Evgenii Varga

Varga, Evgenii Samuilovich

 

Born Nov. 6, 1879, in Budapest; died Oct. 7, 1964, in Moscow. Soviet economist, academician of the Academy of Sciences of the USSR (1939), prominent figure in the international Communist movement. Member of the CPSU from 1920. Born into a teacher’s family.

While a student at the University of Budapest, Varga participated in the revolutionary movement in Austria-Hungary and Germany. In 1906 he became a member of the Hungarian Social Democratic Party, siding with its left wing. He contributed to theoretical organs of the Social Democratic press. In 1909 the University of Budapest conferred on him the degree of doctor of philosophy, and in 1918 he became professor of political economy at the university. Varga was people’s commissar of finance and then chairman of the Supreme Council on the National Economy of the Hungarian Soviet Republic. He emigrated to the Soviet Union alter the defeat of the Hungarian proletarian revolution of 1919. From the first years of the existence of the Communist International, Varga was one of its prominent members. He met and corresponded with V. I. Lenin, was a delegate to the Fourth, Fifth, and Sixth Comintern Congresses, and attended the plenary sessions of its Executive Committee, where he delivered reports and speeches. Varga was director of the Institute of World Economy and World Politics of the Academy of Sciences of the USSR from 1927 to 1947, a member of the Presidium of the Academy of Sciences of the USSR, and editor in chief of the journal Mirovoe khoziaistvo i mirovaia politika (World Economy and World Politics).

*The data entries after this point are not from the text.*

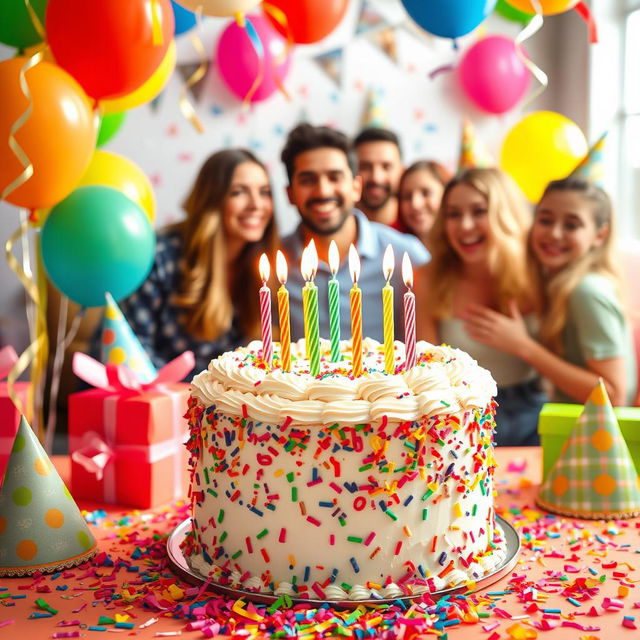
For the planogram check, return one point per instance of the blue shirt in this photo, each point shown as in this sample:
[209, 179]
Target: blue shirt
[373, 239]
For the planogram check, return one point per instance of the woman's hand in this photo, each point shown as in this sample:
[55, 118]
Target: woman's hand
[507, 333]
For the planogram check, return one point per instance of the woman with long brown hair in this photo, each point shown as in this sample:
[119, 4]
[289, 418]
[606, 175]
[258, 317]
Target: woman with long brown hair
[197, 295]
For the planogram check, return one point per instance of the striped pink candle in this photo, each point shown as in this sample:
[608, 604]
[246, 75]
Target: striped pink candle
[409, 314]
[265, 310]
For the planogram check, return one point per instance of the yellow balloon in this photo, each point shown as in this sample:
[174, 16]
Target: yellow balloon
[149, 90]
[543, 146]
[112, 170]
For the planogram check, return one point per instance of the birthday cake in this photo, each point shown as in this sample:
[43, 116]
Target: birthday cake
[332, 487]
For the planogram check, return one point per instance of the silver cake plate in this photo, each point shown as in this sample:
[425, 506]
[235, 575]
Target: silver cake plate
[181, 568]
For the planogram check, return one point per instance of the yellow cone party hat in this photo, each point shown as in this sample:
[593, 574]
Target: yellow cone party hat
[41, 528]
[374, 113]
[594, 476]
[591, 167]
[472, 153]
[121, 346]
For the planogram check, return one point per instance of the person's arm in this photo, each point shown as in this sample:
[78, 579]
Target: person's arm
[509, 333]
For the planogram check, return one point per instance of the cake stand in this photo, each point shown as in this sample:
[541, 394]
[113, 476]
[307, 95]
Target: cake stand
[182, 569]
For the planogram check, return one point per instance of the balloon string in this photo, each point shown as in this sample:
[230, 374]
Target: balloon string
[27, 170]
[529, 30]
[62, 344]
[156, 25]
[35, 20]
[187, 109]
[259, 49]
[585, 13]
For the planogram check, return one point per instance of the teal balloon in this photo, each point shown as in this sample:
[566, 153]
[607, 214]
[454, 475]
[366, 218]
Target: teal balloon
[110, 124]
[16, 27]
[511, 13]
[96, 241]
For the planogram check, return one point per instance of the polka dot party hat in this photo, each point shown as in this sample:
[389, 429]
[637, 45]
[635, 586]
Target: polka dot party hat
[121, 346]
[591, 167]
[41, 528]
[472, 154]
[594, 476]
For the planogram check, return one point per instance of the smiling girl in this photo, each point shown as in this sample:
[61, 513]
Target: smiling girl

Varga was a major scholar in the field of the political economy of capitalism. His numerous works offer a creative development of Marxist-Leninist economic theory and a profound analysis of the laws of development of imperialism. He studied the economic and political contradictions of imperialism, new trends in the development of present-day state monopoly capitalism, economic cycles and crises, business conditions of the world capitalist economy, and the competition of the two world social systems; and he developed critical approaches to bourgeois and reformist ideologists. Varga’s works have been published in many countries of the world. In 1963 he received the Lenin Prize for distinguished contributions to the development of Marxist-Leninist science. He was awarded three Orders of Lenin and the Order of the Red Banner of Labor.

WORKS

Osnovnye voprosy ekonomiki i politiki imperializma (posle vtoroi mirovoi voiny), 2nd ed. Moscow, 1957.
Kapitalizm XX veka. Moscow [1961].
Ocherki po problemam politekonomii kapitalizma. Moscow, 1964.

REFERENCE

Problemy sovremennogo kapitalizma: K 80-letiiu akad. E. S. Varga (collection of articles). Moscow, 1959. Pages 369-99 contain a list of Varga’s printed works.